Under USB, it's just another key, nothing special in the hardware, etc...
Under PS2 (wire protocol), there are three protocols Mode 1, 2 and 3 (aka scancode sets), MS sets keyboards to mode 2 on boot, 122 key keyboards only know how to do mode 3, 83 key keyboards only mode 1, etc...
Mode 3 is my favourite, you can either get repeat or make/break events for all keys. Since the OS can handle the repeat, the protocol can handle make break for all keys. Each key has a 1 byte code, and to break, two bytes are sent 0xF0, followed by the normal make code. This is pleasantly simple compared to the mode 2 situation.

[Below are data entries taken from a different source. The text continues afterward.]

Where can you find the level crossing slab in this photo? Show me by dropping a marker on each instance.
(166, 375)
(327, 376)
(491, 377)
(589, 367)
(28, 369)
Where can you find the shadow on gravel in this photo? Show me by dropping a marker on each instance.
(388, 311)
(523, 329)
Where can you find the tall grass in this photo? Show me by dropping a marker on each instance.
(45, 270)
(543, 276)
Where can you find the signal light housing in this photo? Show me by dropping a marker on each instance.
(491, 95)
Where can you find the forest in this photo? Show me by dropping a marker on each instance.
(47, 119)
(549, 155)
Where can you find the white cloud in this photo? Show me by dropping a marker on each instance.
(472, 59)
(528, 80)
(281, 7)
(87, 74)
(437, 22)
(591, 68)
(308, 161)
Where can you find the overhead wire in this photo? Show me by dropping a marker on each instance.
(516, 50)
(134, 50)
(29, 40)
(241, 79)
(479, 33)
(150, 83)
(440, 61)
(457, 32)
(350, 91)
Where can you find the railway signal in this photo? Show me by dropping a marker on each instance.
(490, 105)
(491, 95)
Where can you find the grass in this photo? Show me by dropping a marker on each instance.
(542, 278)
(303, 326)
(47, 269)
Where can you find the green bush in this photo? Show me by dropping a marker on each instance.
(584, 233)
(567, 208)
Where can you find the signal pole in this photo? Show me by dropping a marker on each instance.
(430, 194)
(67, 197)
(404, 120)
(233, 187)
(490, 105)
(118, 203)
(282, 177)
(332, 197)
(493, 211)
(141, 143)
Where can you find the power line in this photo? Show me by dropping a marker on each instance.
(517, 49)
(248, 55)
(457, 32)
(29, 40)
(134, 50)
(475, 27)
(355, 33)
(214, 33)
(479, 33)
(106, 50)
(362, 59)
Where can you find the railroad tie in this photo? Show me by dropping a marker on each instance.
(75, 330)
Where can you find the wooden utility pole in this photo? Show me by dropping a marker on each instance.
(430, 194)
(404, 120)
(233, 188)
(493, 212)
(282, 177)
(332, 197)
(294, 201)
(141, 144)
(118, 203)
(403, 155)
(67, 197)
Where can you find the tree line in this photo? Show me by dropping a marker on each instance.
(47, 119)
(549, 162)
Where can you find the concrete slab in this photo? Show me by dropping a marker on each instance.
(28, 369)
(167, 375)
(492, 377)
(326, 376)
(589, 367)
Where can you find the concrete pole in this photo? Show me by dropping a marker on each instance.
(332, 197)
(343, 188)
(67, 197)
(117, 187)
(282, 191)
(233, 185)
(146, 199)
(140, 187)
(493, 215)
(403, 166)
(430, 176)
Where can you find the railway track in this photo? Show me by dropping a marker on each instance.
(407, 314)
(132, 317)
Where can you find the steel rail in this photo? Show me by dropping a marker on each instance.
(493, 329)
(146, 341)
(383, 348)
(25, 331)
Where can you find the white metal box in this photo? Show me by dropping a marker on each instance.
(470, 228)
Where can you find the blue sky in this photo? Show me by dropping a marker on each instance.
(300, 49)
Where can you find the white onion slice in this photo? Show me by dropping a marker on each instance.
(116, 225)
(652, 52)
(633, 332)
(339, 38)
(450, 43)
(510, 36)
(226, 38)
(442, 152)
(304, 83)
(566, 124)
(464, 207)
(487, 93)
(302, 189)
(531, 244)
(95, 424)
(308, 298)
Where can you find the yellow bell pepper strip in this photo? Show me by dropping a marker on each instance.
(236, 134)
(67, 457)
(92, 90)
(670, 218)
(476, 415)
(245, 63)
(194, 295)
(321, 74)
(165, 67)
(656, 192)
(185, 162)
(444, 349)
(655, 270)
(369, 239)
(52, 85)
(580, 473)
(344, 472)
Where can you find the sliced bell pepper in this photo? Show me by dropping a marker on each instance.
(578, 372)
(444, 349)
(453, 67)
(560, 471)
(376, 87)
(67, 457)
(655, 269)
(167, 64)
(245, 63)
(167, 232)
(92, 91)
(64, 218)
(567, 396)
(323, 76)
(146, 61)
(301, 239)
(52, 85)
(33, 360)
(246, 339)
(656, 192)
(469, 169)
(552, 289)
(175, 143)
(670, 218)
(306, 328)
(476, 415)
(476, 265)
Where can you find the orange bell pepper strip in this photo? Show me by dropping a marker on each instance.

In Mode 2, some keys have single byte make codes, others two or more bytes, usually starting with an e0... The pause key only has a make code under mode 2 (aka scancode set 2), and no break code.
So, if the make code of a key is c, the break code will be f0 c. If the make code is e0 c, the break code will be e0 f0 c. The Pause key has the 8-byte make code e1 14 77 e1 f0 14 f0 77.
(a little more info at, say http://www.win.tue.nl/~aeb/linux/kbd/scancodes-10.html
Under mode 1, each key gets a make code under 128, and the break is that value plus 128 - i.e. 0x80. So, both make and breaks are both single byte messages. This would have been really sweet, unfortunately, the way the control codes were laid out within much of the same value-space, it was not possible to extend this scheme to handle the 101+ sized keyboards.